Wild horse welfare groups argue that the crisis is largely invented. They say the government sets its population targets artificially low to justify mass removals.
That serves interests of cattle ranchers and distracts from other public land policies that are more damaging, welfare leaders claim.
“It’s a bait and switch,” said Suzanne Roy of the American Wild Horse Campaign. “They say wild horses are an existential threat. Yet, they are loosening regulation on energy extraction.”
Wild horse count still has risen into uncharted territory. “There were 17,000 foals born last year. We’re not even keeping at status quo,” Shepherd emphasized.

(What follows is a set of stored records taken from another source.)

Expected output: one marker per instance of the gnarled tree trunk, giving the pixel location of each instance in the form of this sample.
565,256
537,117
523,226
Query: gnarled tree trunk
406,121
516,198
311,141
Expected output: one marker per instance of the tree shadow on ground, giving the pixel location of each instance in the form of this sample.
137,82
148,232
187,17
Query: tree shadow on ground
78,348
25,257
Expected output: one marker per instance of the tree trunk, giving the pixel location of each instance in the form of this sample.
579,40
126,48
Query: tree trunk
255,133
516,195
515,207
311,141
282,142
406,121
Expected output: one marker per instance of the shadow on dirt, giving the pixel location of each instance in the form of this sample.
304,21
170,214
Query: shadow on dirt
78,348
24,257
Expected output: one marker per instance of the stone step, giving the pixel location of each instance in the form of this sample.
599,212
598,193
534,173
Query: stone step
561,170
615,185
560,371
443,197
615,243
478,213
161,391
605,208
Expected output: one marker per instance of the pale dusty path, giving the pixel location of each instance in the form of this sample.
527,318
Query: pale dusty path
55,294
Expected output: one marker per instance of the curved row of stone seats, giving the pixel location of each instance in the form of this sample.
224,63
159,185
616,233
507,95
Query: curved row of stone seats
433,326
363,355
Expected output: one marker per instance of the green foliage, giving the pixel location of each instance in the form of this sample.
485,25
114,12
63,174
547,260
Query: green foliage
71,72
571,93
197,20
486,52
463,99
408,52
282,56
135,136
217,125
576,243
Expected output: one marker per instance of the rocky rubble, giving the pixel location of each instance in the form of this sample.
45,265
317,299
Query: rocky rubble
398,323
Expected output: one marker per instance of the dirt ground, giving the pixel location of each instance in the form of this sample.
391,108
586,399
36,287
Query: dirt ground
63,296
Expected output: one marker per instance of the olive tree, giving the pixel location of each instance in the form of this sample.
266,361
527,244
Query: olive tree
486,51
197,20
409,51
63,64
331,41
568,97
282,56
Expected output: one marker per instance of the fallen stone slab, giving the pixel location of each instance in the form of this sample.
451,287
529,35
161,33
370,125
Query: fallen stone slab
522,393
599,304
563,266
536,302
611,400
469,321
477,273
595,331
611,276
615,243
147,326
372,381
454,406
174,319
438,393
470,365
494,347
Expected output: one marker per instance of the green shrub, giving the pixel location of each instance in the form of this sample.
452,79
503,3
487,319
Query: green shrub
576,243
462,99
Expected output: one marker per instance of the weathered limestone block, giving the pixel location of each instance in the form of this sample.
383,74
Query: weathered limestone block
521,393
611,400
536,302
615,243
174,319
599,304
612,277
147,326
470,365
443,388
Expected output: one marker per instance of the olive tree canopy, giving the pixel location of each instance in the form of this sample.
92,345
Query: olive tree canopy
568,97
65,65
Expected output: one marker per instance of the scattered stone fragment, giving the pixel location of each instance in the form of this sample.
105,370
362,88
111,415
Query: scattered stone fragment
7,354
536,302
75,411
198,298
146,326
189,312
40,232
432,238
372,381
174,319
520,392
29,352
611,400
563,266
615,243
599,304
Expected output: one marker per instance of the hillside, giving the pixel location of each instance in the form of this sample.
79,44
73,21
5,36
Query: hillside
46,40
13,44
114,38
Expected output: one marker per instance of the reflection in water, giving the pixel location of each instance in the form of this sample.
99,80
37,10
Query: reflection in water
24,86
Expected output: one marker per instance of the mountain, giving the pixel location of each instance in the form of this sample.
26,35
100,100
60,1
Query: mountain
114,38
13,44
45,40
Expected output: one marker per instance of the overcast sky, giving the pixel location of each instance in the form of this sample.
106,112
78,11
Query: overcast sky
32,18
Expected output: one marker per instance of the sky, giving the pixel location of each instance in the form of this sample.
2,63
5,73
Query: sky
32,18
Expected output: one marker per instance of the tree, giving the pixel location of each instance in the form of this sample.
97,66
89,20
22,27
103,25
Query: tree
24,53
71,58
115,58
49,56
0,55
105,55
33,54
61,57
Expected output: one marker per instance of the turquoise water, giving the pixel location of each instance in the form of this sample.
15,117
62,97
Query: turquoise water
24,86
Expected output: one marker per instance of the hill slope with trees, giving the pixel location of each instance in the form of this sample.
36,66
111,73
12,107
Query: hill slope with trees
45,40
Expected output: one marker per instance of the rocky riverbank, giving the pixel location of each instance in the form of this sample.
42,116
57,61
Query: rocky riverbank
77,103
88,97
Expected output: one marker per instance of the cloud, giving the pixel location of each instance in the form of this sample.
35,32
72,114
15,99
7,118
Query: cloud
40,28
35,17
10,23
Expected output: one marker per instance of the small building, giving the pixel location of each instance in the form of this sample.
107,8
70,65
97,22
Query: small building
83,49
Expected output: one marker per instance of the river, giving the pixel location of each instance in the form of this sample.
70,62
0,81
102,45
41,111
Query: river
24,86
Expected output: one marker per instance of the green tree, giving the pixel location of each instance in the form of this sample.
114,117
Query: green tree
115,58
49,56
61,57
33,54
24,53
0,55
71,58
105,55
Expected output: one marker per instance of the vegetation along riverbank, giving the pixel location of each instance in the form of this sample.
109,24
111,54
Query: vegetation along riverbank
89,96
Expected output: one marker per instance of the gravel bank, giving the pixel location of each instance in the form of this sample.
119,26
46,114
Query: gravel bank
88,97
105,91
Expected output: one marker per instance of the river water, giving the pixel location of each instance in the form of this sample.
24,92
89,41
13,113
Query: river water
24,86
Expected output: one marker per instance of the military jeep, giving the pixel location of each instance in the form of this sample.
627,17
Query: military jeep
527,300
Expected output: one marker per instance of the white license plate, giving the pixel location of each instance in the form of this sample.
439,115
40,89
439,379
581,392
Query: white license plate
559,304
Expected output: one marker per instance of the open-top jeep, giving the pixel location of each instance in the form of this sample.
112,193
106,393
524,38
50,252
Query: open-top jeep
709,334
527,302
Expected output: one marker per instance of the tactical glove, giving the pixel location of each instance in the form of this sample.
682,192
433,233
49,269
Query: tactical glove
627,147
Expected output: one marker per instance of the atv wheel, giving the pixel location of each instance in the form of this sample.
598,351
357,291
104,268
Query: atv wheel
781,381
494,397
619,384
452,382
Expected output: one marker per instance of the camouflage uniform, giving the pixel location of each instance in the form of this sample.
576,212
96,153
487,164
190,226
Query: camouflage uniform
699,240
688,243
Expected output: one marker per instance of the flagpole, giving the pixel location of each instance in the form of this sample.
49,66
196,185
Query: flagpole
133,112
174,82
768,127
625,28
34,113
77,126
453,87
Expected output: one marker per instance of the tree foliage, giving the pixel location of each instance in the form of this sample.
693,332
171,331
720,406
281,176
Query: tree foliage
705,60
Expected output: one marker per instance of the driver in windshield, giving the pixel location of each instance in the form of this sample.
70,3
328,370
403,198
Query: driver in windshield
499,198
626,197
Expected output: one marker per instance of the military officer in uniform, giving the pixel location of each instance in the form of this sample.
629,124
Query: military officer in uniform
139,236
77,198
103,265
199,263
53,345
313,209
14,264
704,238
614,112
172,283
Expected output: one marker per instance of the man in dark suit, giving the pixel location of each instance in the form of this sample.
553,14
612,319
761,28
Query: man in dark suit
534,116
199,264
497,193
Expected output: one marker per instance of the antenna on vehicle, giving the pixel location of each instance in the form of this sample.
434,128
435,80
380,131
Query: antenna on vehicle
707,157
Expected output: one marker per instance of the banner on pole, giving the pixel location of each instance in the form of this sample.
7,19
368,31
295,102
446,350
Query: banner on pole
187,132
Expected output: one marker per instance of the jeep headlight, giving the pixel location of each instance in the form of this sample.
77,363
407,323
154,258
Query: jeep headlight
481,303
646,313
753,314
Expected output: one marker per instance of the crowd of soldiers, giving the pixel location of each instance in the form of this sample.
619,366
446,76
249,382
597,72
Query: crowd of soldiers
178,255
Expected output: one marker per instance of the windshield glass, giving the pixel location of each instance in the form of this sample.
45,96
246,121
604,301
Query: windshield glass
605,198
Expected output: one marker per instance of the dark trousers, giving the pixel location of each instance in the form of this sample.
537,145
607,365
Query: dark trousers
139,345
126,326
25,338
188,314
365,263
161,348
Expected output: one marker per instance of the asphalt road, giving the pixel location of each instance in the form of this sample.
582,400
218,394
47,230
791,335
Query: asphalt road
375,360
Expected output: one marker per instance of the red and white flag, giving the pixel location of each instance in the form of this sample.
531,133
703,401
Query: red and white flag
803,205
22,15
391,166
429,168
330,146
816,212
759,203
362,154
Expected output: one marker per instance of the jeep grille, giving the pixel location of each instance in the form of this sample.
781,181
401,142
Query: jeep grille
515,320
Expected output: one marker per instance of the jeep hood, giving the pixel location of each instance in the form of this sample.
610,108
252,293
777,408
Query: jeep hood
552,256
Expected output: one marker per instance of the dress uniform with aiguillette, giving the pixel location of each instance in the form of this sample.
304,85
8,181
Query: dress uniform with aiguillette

The BLM has told lawmakers it could create a sustainable program if Congress allocated funds to reduce populations to 27,000. Three times in the past 30 years, Congress has done so.
Each time, though, the efforts were tripped up by unpredictable costs and lawsuits from animal welfare groups.
A 2013 report by the National Academy of Sciences urged the bureau to shift away from roundups. Use of readily available inexpensive fertility control drugs was recommended to be administered annually by dart guns from the field.
Bureau leaders promised to embrace fertility control drugs, but their use actually declined in the years after the report. Less than 1 percent of the program’s current budget is spent on them.
On May 12, 2020, more than $21 million was released for BLM removal of 20,000 wild horses and burros from federal lands this year. The funding is said to be due to successful efforts of several groups.
Among those are the Humane Society of the United States, American Mustang Foundation, the National Cattlemen’s Beef Association and other western ranching interests.
The action brought ire from Marty Irby, executive director of Animal Wellness Action. “These groups devised a reckless plot for the fate of our iconic American wild horses and burros. BLM leaders are intent on mass roundups and draconian surgical sterilization.”
“By prioritizing roundups and warehousing in holding facilities, the agency is setting the stage for mustang slaughter,” said Roy of the American Wild Horse Campaign. “Fertility control programs are more humane and cost-effective than removals. Congress must put the brakes on this fiscally irresponsible, scientifically and morally bankrupt plan.”


Helicopters are used to efficiently round up wild horses from national rangelands under authority of the Bureau of Land Management.